いつもなら車で移動だが、たまには歩いてみない? と、咲夜に言われ、徒歩と電車での移動だ。



「話をするなら、食事をしながらでも大丈夫か? 調べ物を始めたら、昼抜きになる。」


「あら? 食事の心配? 珍しいわね。」


「珈琲の美味しい店がいいな。」


「じゃあ、駅前でいいんじゃない? 挽きたてが飲めるもの。」



僕達は、駅前にある喫茶店に向かった。



静かな雰囲気の店だ。
奥の席に座り、珈琲と軽食を注文した。





「期限は私の誕生日。間違いないわ。」


前振りなく咲夜は言った。


「あと2ヶ月か。近いな。言うほど時間が残っていないのか。」



咲夜の誕生日は九月だ。
夏休みが始まって数日過ぎた。
残りの日数で出来ることを考えなければならない。


「オバァ様にお会いするのが重要になるわ。たぶん、同じ夢を見ているはずよ。いえ、もしかしたらオバァ様の方がハッキリと視ているかも。」



咲夜には、不思議な力がある。
遠い先祖が、巫女だったと聞いている。
霊感? というのか、そういった力をもっている。
もちろんオバァ様もだ。


「内容は? 覚えているんだろ?」


「ええ。いつものように声が聞こえたの。



闇が来る。『オニ』が来る。



その後よ、血の早いものから順に。誕生日を迎える日に。封印は・・・・・・って。

最後の方は聴き取れなかったの。

その後、場面が変わって、私の誕生日に、どこかの洞窟のような場所にいるの。そこで黒い影に包まれるわ。

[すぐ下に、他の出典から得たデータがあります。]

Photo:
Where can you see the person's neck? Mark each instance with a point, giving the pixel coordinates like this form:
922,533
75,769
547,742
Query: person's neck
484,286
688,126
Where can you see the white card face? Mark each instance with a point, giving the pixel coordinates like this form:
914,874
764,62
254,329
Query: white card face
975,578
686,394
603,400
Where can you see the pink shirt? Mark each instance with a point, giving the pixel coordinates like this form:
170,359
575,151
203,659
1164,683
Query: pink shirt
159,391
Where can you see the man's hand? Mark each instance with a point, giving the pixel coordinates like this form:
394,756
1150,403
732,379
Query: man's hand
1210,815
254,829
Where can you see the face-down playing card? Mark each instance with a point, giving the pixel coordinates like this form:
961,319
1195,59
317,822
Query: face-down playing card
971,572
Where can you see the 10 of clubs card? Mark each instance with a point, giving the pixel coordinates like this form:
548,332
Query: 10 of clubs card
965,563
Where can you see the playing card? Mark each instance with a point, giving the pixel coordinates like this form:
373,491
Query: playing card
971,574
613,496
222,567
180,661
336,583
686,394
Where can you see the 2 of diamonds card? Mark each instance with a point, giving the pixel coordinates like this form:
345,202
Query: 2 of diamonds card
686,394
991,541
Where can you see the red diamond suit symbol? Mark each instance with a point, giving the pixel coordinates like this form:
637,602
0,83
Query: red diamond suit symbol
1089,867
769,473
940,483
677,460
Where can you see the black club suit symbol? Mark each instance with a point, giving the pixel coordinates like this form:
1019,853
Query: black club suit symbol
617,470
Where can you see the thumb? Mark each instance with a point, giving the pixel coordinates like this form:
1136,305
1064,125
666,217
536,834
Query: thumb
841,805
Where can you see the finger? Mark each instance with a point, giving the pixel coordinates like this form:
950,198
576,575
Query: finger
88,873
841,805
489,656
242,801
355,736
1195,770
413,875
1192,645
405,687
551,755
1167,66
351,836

場面がクルクル変わってしまうんだけど、刀を持った人がいたわね。他に2人。

今回はハッキリしていたわ。ただ、肝心の顔がわからないのよ。そこだけ、ボヤけてしまって。」




今までの夢でわかったのは、僕らの他に2人いること、刀が必要、特定の場所、があるようだ。



「『オニ』がくる・・・・・・か。黒い影に包まれるんだな? 早いものってなんだ? 咲夜だけじゃないのか? 」


「たぶん、美冬ね。私がダメなら美冬がオニになると思うの。」


「生まれた順番ね。美冬か・・・・・・。僕達で終わりにしよう。」


「もちろんよ。」


僕達は、食事を済ませ、隣町にむかった。